Previous Posts: April 2020

Sotheby's Mid-Season Sale

April 22 2020

Image of Sotheby's Mid-Season Sale

Picture: English School, Piazza, Covent Garden, c. 1649 via Sotheby's

Posted by Adam Busiakiewicz:

Sotheby's have recently posted their mid-season Old Master Paintings sale. Their online sales have been producing some very encouraging results in the past few years. Lots of fine pictures to peruse, including an intriguing set of full length portraits from the Earl of Clarendon's collection.

Quiz: Find the Original

April 22 2020

Image of Quiz: Find the Original

Picture: The Saleroom

Posted by Adam Busiakiewicz:

Following on from yesterday's challenge, here is another copy of a famous picture that was exhibited at the Royal Academy in the nineteenth century. It's coming up for sale in New Orleans catalogued as 'Attributed to Alfred W Thompson'. Can you find the original? A little tip - it's on display in a London Museum.

No prizes, just for fun.

Update - Congratulations to reader Bob Hawkins, who spotted that the above picture is in fact a copy of Edwin Landseer's Doubtful Crumbs at the Wallace Collection. Here is a fine video discussing the collection's other Landseer The Arab Tent. This painting cost Sir Richard Wallace £6,300 making it one of the most expensive paintings acquired by the museum's founders.

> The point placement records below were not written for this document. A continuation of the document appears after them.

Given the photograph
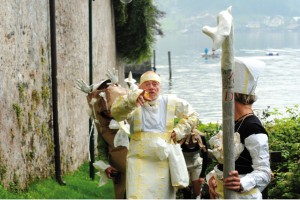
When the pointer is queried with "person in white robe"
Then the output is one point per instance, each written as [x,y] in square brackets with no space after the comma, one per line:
[252,171]
[151,118]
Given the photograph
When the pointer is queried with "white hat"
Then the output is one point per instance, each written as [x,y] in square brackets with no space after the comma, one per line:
[149,76]
[247,71]
[130,79]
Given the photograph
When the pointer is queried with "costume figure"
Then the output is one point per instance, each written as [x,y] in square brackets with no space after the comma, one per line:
[252,166]
[100,98]
[195,154]
[151,118]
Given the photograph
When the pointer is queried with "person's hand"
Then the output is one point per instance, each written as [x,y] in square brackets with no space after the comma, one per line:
[82,86]
[201,180]
[143,97]
[173,136]
[113,76]
[233,182]
[212,188]
[110,171]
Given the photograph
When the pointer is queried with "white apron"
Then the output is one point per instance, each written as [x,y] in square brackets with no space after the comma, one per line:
[148,177]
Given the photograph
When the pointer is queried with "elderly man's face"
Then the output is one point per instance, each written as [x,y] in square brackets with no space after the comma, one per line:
[152,87]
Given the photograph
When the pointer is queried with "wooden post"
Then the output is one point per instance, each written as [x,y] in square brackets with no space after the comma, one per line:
[91,128]
[170,66]
[223,35]
[227,64]
[154,64]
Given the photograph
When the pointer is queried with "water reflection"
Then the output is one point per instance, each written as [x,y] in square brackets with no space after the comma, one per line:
[198,80]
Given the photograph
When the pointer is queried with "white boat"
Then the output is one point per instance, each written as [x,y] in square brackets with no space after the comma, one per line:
[272,53]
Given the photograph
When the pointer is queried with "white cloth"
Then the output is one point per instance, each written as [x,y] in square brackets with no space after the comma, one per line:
[260,177]
[257,145]
[148,174]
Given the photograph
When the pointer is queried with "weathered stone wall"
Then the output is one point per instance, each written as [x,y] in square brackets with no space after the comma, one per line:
[26,127]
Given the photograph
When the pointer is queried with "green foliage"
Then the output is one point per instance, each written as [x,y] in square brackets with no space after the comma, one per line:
[136,26]
[78,186]
[284,136]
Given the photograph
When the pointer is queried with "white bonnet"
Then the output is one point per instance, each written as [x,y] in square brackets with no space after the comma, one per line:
[247,72]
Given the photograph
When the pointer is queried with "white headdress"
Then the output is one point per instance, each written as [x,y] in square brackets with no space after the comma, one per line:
[247,71]
[130,79]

In comparison, Frans Hals's Laughing Cavalier was bought for a mere £2,040 in 1865.

 

Panel Project Uploads 78 New Images

April 22 2020

Image of Panel Project Uploads 78 New Images

Picture: JVDPPP

Posted by Adam Busiakiewicz:

The Jordaens Van Dyck Panel Paintings Project (JVDPPP) have uploaded a further 78 panels to their online database. This brings their online collection to a total of 250 panels.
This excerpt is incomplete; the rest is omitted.